Doug Jones is a product and lifelong resident of Alabama. He was born in Fairfield, Alabama to a father who worked for U.S. Steel and a stay-at-home mom. One of Doug’s grandfathers was a steelworker and the other a coal miner. He, too, spent some time working a union job in the steel mill. His parents and grandparents forged his respect for those who work to feed a family while trying to make their children’s lives better.
Doug attended Fairfield High School during desegregation. As a student and SGA leader, he worked with his classmates to maintain calm and build unity during those tumultuous times.
Through his family, his work in the mill, and his friendships at Fairfield High School, Doug was drawn to study government at Alabama and then law at Cumberland Law School. A career in public service seemed to him the best way to expand justice from the personal to the national level.
After law school, he had the honor of serving as staff counsel to the U.S Senate Judiciary Committee for Senator Howell Heflin. In 1980, Doug became an Assistant U.S. Attorney in Birmingham. For several years, as a prosecutor and then private defense attorney, he developed a deeper understanding of our criminal justice system. Doug served as the United States Attorney for the Northern District of Alabama beginning in 1997. He was nominated by a Democratic President and confirmed by a majority-Republican Senate.
At around this time, the state was reopening a three-decade-old case that had been the most tarnishing crime in Alabama in the 20th century – the bombing of the 16th Street Baptist Church. The Klan used dynamite to kill four little girls, and three of the four killers had escaped justice for over 35 years. Doug led an incredibly dedicated team of prosecutors, investigators and staff, leading to the conviction of two former Klansmen for the murder of those four innocent children.

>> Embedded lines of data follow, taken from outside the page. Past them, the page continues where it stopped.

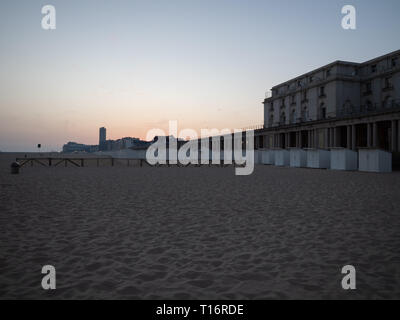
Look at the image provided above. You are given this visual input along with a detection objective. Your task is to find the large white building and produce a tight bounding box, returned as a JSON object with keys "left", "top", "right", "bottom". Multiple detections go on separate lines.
{"left": 255, "top": 50, "right": 400, "bottom": 155}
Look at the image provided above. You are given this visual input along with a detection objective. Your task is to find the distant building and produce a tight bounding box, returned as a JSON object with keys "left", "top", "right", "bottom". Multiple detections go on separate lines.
{"left": 99, "top": 127, "right": 107, "bottom": 151}
{"left": 62, "top": 142, "right": 98, "bottom": 153}
{"left": 63, "top": 127, "right": 154, "bottom": 153}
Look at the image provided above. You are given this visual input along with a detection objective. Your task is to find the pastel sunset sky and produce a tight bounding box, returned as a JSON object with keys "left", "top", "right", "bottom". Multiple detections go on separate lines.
{"left": 1, "top": 0, "right": 399, "bottom": 151}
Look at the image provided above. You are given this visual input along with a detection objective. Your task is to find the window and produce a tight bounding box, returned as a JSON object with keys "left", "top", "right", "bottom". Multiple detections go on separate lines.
{"left": 364, "top": 82, "right": 372, "bottom": 95}
{"left": 383, "top": 96, "right": 393, "bottom": 109}
{"left": 280, "top": 112, "right": 286, "bottom": 125}
{"left": 326, "top": 68, "right": 331, "bottom": 77}
{"left": 309, "top": 75, "right": 314, "bottom": 83}
{"left": 392, "top": 58, "right": 397, "bottom": 68}
{"left": 302, "top": 90, "right": 308, "bottom": 101}
{"left": 302, "top": 107, "right": 308, "bottom": 122}
{"left": 320, "top": 103, "right": 326, "bottom": 119}
{"left": 342, "top": 100, "right": 353, "bottom": 114}
{"left": 290, "top": 109, "right": 296, "bottom": 124}
{"left": 384, "top": 77, "right": 392, "bottom": 89}
{"left": 371, "top": 65, "right": 377, "bottom": 73}
{"left": 291, "top": 95, "right": 296, "bottom": 104}
{"left": 269, "top": 103, "right": 274, "bottom": 112}
{"left": 319, "top": 86, "right": 325, "bottom": 97}
{"left": 268, "top": 115, "right": 274, "bottom": 126}
{"left": 297, "top": 80, "right": 302, "bottom": 87}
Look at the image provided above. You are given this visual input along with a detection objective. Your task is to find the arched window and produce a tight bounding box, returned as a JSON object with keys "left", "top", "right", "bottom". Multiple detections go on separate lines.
{"left": 320, "top": 103, "right": 326, "bottom": 119}
{"left": 290, "top": 109, "right": 296, "bottom": 124}
{"left": 302, "top": 107, "right": 308, "bottom": 122}
{"left": 280, "top": 112, "right": 286, "bottom": 125}
{"left": 342, "top": 100, "right": 352, "bottom": 115}
{"left": 383, "top": 96, "right": 393, "bottom": 109}
{"left": 268, "top": 114, "right": 274, "bottom": 127}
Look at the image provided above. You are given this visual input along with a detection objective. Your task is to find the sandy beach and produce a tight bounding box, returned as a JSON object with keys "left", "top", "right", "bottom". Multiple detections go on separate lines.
{"left": 0, "top": 153, "right": 400, "bottom": 299}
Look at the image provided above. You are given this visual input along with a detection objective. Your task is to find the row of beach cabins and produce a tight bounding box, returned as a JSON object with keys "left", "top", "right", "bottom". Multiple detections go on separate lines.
{"left": 96, "top": 145, "right": 393, "bottom": 173}
{"left": 254, "top": 147, "right": 392, "bottom": 173}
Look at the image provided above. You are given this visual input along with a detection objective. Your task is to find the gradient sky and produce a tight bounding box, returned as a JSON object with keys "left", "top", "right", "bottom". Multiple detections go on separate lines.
{"left": 1, "top": 0, "right": 399, "bottom": 151}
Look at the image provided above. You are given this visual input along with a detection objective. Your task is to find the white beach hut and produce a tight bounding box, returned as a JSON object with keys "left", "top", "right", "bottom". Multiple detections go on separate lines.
{"left": 330, "top": 148, "right": 358, "bottom": 171}
{"left": 274, "top": 149, "right": 290, "bottom": 167}
{"left": 260, "top": 150, "right": 275, "bottom": 165}
{"left": 254, "top": 150, "right": 261, "bottom": 165}
{"left": 289, "top": 148, "right": 307, "bottom": 168}
{"left": 358, "top": 149, "right": 392, "bottom": 173}
{"left": 306, "top": 149, "right": 331, "bottom": 169}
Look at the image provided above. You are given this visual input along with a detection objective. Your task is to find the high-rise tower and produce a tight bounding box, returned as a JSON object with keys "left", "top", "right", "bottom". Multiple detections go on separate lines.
{"left": 99, "top": 127, "right": 106, "bottom": 150}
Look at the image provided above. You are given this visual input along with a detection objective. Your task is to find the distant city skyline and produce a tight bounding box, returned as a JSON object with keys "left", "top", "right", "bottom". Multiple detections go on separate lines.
{"left": 1, "top": 0, "right": 400, "bottom": 151}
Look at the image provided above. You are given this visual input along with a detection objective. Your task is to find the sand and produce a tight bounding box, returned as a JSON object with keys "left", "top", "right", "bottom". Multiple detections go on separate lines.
{"left": 0, "top": 152, "right": 400, "bottom": 299}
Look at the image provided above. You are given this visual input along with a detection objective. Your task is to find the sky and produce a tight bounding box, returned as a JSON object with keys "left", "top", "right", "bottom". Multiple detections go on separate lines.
{"left": 0, "top": 0, "right": 399, "bottom": 151}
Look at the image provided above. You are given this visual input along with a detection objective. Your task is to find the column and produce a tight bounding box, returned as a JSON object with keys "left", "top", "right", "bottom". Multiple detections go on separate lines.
{"left": 367, "top": 123, "right": 372, "bottom": 148}
{"left": 325, "top": 128, "right": 329, "bottom": 149}
{"left": 308, "top": 130, "right": 311, "bottom": 148}
{"left": 311, "top": 130, "right": 315, "bottom": 148}
{"left": 286, "top": 132, "right": 290, "bottom": 149}
{"left": 391, "top": 120, "right": 396, "bottom": 152}
{"left": 373, "top": 122, "right": 378, "bottom": 148}
{"left": 398, "top": 120, "right": 400, "bottom": 152}
{"left": 299, "top": 131, "right": 303, "bottom": 149}
{"left": 352, "top": 125, "right": 356, "bottom": 150}
{"left": 314, "top": 129, "right": 318, "bottom": 149}
{"left": 347, "top": 126, "right": 351, "bottom": 149}
{"left": 312, "top": 130, "right": 315, "bottom": 148}
{"left": 333, "top": 127, "right": 337, "bottom": 148}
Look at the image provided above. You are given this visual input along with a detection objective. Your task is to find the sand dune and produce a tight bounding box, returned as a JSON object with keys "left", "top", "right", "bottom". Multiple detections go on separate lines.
{"left": 0, "top": 153, "right": 400, "bottom": 299}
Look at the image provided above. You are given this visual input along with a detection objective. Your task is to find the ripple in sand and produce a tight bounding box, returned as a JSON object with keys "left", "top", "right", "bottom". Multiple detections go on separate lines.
{"left": 187, "top": 279, "right": 214, "bottom": 288}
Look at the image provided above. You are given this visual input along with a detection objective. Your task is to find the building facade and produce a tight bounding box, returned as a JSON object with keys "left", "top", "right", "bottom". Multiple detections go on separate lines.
{"left": 62, "top": 142, "right": 98, "bottom": 153}
{"left": 255, "top": 50, "right": 400, "bottom": 154}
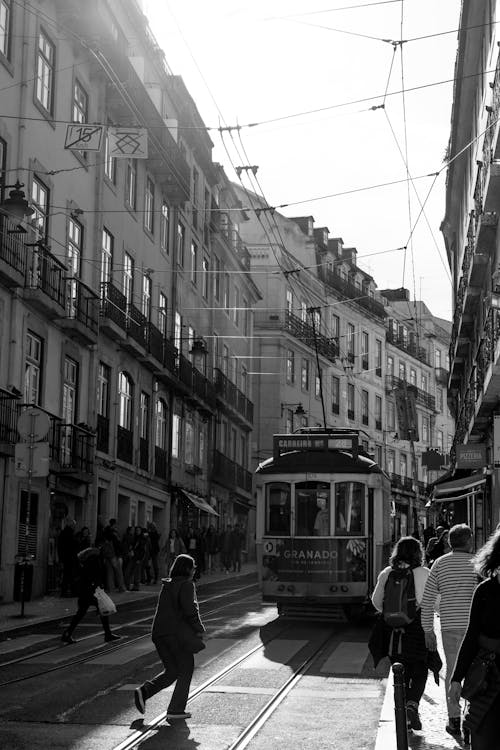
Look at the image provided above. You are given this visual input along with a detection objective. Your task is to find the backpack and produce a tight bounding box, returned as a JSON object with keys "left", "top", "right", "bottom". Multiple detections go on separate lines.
{"left": 382, "top": 568, "right": 417, "bottom": 629}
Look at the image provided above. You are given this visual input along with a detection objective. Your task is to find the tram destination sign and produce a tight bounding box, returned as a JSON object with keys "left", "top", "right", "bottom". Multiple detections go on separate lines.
{"left": 273, "top": 432, "right": 358, "bottom": 460}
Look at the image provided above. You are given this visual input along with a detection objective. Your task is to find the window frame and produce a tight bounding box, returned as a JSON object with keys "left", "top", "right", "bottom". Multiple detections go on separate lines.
{"left": 35, "top": 27, "right": 55, "bottom": 114}
{"left": 144, "top": 176, "right": 154, "bottom": 234}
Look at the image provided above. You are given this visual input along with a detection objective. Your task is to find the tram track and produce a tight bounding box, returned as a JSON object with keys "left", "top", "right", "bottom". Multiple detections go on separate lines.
{"left": 112, "top": 627, "right": 337, "bottom": 750}
{"left": 0, "top": 583, "right": 259, "bottom": 688}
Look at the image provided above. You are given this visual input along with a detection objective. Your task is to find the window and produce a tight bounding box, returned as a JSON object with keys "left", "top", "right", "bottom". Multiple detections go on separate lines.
{"left": 123, "top": 252, "right": 134, "bottom": 304}
{"left": 233, "top": 287, "right": 240, "bottom": 326}
{"left": 24, "top": 331, "right": 42, "bottom": 404}
{"left": 361, "top": 389, "right": 369, "bottom": 425}
{"left": 286, "top": 289, "right": 293, "bottom": 313}
{"left": 174, "top": 310, "right": 181, "bottom": 353}
{"left": 125, "top": 159, "right": 136, "bottom": 209}
{"left": 387, "top": 400, "right": 395, "bottom": 431}
{"left": 31, "top": 176, "right": 49, "bottom": 240}
{"left": 332, "top": 375, "right": 340, "bottom": 414}
{"left": 191, "top": 167, "right": 199, "bottom": 229}
{"left": 315, "top": 370, "right": 321, "bottom": 398}
{"left": 296, "top": 481, "right": 330, "bottom": 536}
{"left": 97, "top": 362, "right": 110, "bottom": 417}
{"left": 223, "top": 273, "right": 230, "bottom": 312}
{"left": 437, "top": 387, "right": 443, "bottom": 412}
{"left": 286, "top": 350, "right": 295, "bottom": 384}
{"left": 155, "top": 398, "right": 167, "bottom": 449}
{"left": 72, "top": 79, "right": 88, "bottom": 125}
{"left": 435, "top": 349, "right": 442, "bottom": 368}
{"left": 400, "top": 453, "right": 407, "bottom": 477}
{"left": 335, "top": 482, "right": 365, "bottom": 535}
{"left": 140, "top": 392, "right": 150, "bottom": 442}
{"left": 67, "top": 217, "right": 82, "bottom": 318}
{"left": 347, "top": 383, "right": 355, "bottom": 419}
{"left": 422, "top": 415, "right": 429, "bottom": 443}
{"left": 437, "top": 430, "right": 444, "bottom": 451}
{"left": 172, "top": 413, "right": 180, "bottom": 458}
{"left": 144, "top": 177, "right": 154, "bottom": 233}
{"left": 185, "top": 420, "right": 194, "bottom": 465}
{"left": 222, "top": 344, "right": 229, "bottom": 376}
{"left": 0, "top": 1, "right": 11, "bottom": 59}
{"left": 176, "top": 222, "right": 185, "bottom": 266}
{"left": 101, "top": 228, "right": 113, "bottom": 286}
{"left": 142, "top": 273, "right": 151, "bottom": 319}
{"left": 62, "top": 356, "right": 78, "bottom": 425}
{"left": 300, "top": 301, "right": 307, "bottom": 322}
{"left": 158, "top": 292, "right": 167, "bottom": 334}
{"left": 387, "top": 449, "right": 395, "bottom": 474}
{"left": 375, "top": 395, "right": 382, "bottom": 430}
{"left": 35, "top": 29, "right": 55, "bottom": 113}
{"left": 213, "top": 254, "right": 221, "bottom": 299}
{"left": 190, "top": 241, "right": 197, "bottom": 283}
{"left": 387, "top": 355, "right": 394, "bottom": 376}
{"left": 409, "top": 367, "right": 416, "bottom": 386}
{"left": 104, "top": 128, "right": 116, "bottom": 182}
{"left": 421, "top": 373, "right": 428, "bottom": 392}
{"left": 331, "top": 314, "right": 339, "bottom": 344}
{"left": 347, "top": 323, "right": 355, "bottom": 362}
{"left": 362, "top": 332, "right": 369, "bottom": 370}
{"left": 243, "top": 298, "right": 250, "bottom": 337}
{"left": 202, "top": 256, "right": 209, "bottom": 299}
{"left": 118, "top": 372, "right": 133, "bottom": 430}
{"left": 241, "top": 366, "right": 248, "bottom": 395}
{"left": 265, "top": 482, "right": 291, "bottom": 535}
{"left": 399, "top": 361, "right": 406, "bottom": 381}
{"left": 160, "top": 203, "right": 169, "bottom": 252}
{"left": 375, "top": 339, "right": 382, "bottom": 376}
{"left": 301, "top": 359, "right": 309, "bottom": 390}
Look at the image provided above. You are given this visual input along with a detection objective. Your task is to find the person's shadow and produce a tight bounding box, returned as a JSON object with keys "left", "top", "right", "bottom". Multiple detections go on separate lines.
{"left": 129, "top": 719, "right": 200, "bottom": 749}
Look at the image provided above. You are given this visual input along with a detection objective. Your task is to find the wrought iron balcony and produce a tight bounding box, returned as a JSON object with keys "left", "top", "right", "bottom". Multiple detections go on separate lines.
{"left": 386, "top": 328, "right": 428, "bottom": 364}
{"left": 100, "top": 281, "right": 127, "bottom": 338}
{"left": 0, "top": 388, "right": 20, "bottom": 450}
{"left": 58, "top": 277, "right": 99, "bottom": 345}
{"left": 212, "top": 449, "right": 252, "bottom": 493}
{"left": 126, "top": 303, "right": 148, "bottom": 350}
{"left": 385, "top": 375, "right": 436, "bottom": 411}
{"left": 214, "top": 368, "right": 253, "bottom": 425}
{"left": 56, "top": 423, "right": 94, "bottom": 476}
{"left": 176, "top": 353, "right": 216, "bottom": 412}
{"left": 24, "top": 243, "right": 66, "bottom": 315}
{"left": 256, "top": 310, "right": 339, "bottom": 364}
{"left": 323, "top": 267, "right": 386, "bottom": 319}
{"left": 0, "top": 216, "right": 27, "bottom": 286}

Doug Jones ran for Senate in order to be a voice for reason in the turmoil of modern Washington. Now that he’s been elected, he wants to bring the hope of justice and fairness back to all Alabamians. Too many Alabamians don’t believe our government is serving them. The issues that affect our daily lives – healthcare, wages, true equality for all – have become bargaining chips between parties. These common causes must not be obscured by the fog of political rhetoric. Doug’s heart has always impelled him towards public service. He cares about justice and progress for you and your family, and he’s in the Senate to return dignity to the citizens of Alabama.
Doug’s partner in all things is his wife Louise, who was raised in Cullman, Alabama. Their daughter Courtney, a graduate of Birmingham Southern College, completed her PhD at the University of Alabama and is married to Birmingham attorney Rip Andrews. Their son Carson is a graduate of the University of Georgia and Colorado State. He currently works at the Birmingham Zoo. Their youngest son Christopher is a student at the University of Alabama. Doug’s parents, Gordon and Gloria Jones, live in Birmingham, and his sister Terrie Savage and her husband Scott live in Hartselle.